Эпитафия шпиону. Причина для тревоги
Шрифт:
Не говоря ни слова, он пошел к дому и там проследовал в читальню, где выдвинул стул.
— Черт бы побрал эти стулья, сидеть невозможно, — виновато сказал он, — но все лучше, чем в холле.
На деле все обстояло иначе. Читальню он явно предпочел потому, что здесь никого не было. Мы сели.
— Боюсь, не могу предложить вам сигарету, — сказал он. — Я не курю.
От его смущения было не по себе. Чтобы заполнить чем-то возникшую паузу, я зажег сигарету. Сжимая и разжимая ладони и не отрывая глаз от пола, майор наклонился ко мне.
— Слушайте, Водоши, — выпалил он, — у меня есть особая причина поговорить с вами. — Он замолк.
Глядя на кончик сигареты, я ждал продолжения.

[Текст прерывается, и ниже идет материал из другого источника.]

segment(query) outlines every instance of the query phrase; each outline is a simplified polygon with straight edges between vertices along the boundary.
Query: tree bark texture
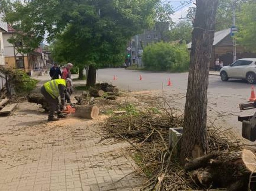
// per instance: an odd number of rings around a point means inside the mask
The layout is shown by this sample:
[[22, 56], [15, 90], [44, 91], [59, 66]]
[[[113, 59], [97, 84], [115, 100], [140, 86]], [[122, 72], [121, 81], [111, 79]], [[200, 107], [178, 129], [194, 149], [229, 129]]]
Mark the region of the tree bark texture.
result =
[[91, 87], [96, 84], [96, 69], [93, 65], [90, 65], [86, 81], [86, 86]]
[[197, 170], [193, 178], [207, 188], [225, 188], [230, 191], [247, 191], [249, 187], [251, 190], [256, 189], [254, 178], [250, 177], [256, 174], [255, 155], [249, 150], [210, 154], [190, 161], [185, 168], [188, 171]]
[[181, 163], [207, 152], [207, 92], [218, 0], [197, 0], [182, 141]]
[[84, 68], [84, 66], [79, 66], [79, 73], [78, 76], [78, 79], [80, 80], [82, 80], [83, 78], [83, 69]]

— Вы ведь вчера днем не были на пляже, верно? — неожиданно спросил он.
— Не был.
— Вот-вот, так мне и показалось. А то никак не могу припомнить, видел ли я вас. — Он говорил, запинаясь и подыскивая слова. — Вы, верно, слышали, что там случилось. Боюсь, я вышел из себя. Весьма неприятная история.
— Да, кое-что до меня дошло.
— Так и я думал. Трудно ожидать, чтобы о таких вещах молчали. — Он снова умолк. Я уж начал сомневаться, дойдет ли он когда-нибудь до дела. Но тут майор вскинул голову и посмотрел мне прямо в глаза. — Верно, все говорят, что я обезумел, не отвечаю за свои поступки и так далее?
Этот вопрос застал меня совершенно врасплох. Я не знал, что сказать, и почувствовал, как мои щеки покраснели.
— Прошу прощения.
— Извините, что вываливаю все это на вас, — слабо улыбнулся он, — но мне надо знать, с чем я имею дело. По выражению вашего лица вижу, что ответ утвердительный. Да. Что ж, именно об этом я и хотел с вами поговорить. Об этом и еще кое о чем.
— Ясно. — Я постарался, чтобы прозвучало это как можно более непринужденно, так, словно привык к тому, что люди объясняют мне, отчего их считают свихнувшимися. Но он, похоже, не слушал меня.
— Я понимаю, — сказал он, — что делиться своими личными проблемами с людьми незнакомыми или, скажем, теми, с кем только-только познакомился, занятие весьма не похвальное. Но у меня имеется основательная причина. Видите ли, Водоши, вы здесь единственный, с кем я мог бы поговорить. — Он мрачно посмотрел на меня. — Надеюсь, вы не против?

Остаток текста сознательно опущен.